Under the baton of Jack Apperley, University Upper Voices performed the new pieces, specifically commissioned by Professor Simon Halsey, in a joint concert with the Birmingham University Singers.
Following a successful performance of Daria Kwiatkowska’s Autumn Tryptich in 2022, the choir were pleased to be working with Kwiatkowska again, this time performing her new piece What is Pink?, set to text by pre-Raphaelite English writer Christina Rosetti. The piece takes Rosetti’s children’s poem on an ’equally light-hearted journey through musical cliches, punctuated by a slightly more ‘modern’ refrain of the repeated question ‘what is pink/red/blue…?’ (Daria Kwiatkowska, 2023).
Closing the concert was the premiere of Cheryl Frances-Hoad’s piece Falling Up, inspired by one of the University mottoes ‘Per Adua ad Alta’. Frances-Hoad collaborated with Birmingham-born poet Di Sherlock for this piece and composed ‘intuitively in response’ to the text provided.
The poem describes the author’s experience with the forces of nature on an autumn walk, more specifically the realisation that ‘We are bodies that fall. But we also know the force of ascension’ (Di Sherlock, 2023). University Upper Voices were delighted to perform the premiere of this piece and would like to thank both composers for their contributions.
University Upper Voices was founded in 2013 to accommodate and nurture the wealth of strong upper voices at the University. Conducted by Jack Apperley, University Upper Voices have performed in the Elgar Concert Hall, Symphony Hall, Worcester Cathedral, and the Royal Albert Hall.

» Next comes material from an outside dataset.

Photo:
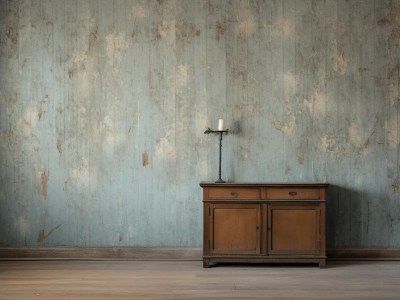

In recent years they have focused on celebrating historic and contemporary women composers, including Elizabeth Poston, Cecilia McDowall, Janet Wheeler, Sarah Quartel, and Eva Ugalde. UUV has appeared under the baton of many distinguished conductors, including Patrick Barrett, Simon Carrington, and Simon Halsey. Recent projects have included commissioning new music by Paul Mealor, and a premiere performance of the complete set of new choral works, written especially for upper voices, published by Oxford University Press.